La presidenta de la Comisión Europea, Ursula von der Leyen. / KENZO TRIBOUILLARD (AFP)

La extrema derecha, la derecha extrema y una camarilla de militares retirados acampan en un bosque oscuro y se entregan con anacrónica exaltación a las psicofonías franquistas. ¡Anda, esa voz!

El rey emérito se abandona a la codicia, el amaño y la arrogancia, y ahora le echa un pulso a su sucesor amagando con regresar cuando él decida del refugio árabe al que nunca debió partir. Felipe VI permanece mudo. La monarquía le birla el trabajo a los republicanos. Para hundirse en el lodo se basta ella sola, no parece necesitar adversarios.

La fricción en las junturas de la coalición del Gobierno levantan chispas, pero no se aprecia de momento riesgo de incendio. Las encuestas laminan a Podemos y este ve en la brega antimonárquica, tan incómoda para el PSOE, un revulsivo de ocasión.

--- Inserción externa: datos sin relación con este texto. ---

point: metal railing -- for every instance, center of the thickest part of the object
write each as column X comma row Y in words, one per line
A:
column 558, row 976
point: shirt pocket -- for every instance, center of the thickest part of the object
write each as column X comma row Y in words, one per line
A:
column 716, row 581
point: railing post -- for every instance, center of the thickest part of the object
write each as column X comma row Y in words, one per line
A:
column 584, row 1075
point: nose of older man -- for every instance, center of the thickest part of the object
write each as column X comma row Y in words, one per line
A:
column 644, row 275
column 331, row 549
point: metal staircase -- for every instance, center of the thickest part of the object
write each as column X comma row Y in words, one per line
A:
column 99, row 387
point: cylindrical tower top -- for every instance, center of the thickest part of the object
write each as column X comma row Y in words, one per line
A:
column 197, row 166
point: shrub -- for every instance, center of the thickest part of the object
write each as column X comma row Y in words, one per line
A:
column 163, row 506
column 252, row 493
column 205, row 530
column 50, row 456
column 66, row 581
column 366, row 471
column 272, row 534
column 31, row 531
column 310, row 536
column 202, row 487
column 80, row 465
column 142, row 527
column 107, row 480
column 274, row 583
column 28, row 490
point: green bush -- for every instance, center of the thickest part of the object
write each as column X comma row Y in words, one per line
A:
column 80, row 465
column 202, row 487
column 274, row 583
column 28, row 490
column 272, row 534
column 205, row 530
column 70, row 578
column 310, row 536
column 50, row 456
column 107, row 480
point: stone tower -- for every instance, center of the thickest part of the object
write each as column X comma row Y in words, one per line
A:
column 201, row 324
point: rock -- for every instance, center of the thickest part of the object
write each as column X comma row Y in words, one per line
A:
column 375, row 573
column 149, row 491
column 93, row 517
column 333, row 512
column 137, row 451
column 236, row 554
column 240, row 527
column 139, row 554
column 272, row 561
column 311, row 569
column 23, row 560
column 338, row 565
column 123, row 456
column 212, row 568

Los independentistas catalanes se baten en duelo fraticida a lo largo de la vereda que lleva a las urnas. En ese combate insomne solo hay un factor de convergencia: los presos. Vuelve a resonar el grito de amnistía. Es un grito vacío: hasta quienes lo promueven admiten en privado que no tiene más virtualidad que la estimulación electoral. Posee, sí, gran fuerza emocional y simbólica. Conecta por vía umbilical con el imaginario antifranquista. Es la romantización de un momento épico vivido, imaginado o solamente impostado.

Inviabilidad

Ese grito puede aglutinar muchos votos el 14-F. Y nada más. No habrá amnistía. Los independentistas presos saldrán de las cárceles indultados o liberados tras una reforma favorable del Código Penal o, si esas dos vías no prosperasen, con beneficios penitenciarios. Pero no amnistiados. Hoy, una amnistía es jurídica y políticamente inviable, lo cual es bien sabido por sus promotores.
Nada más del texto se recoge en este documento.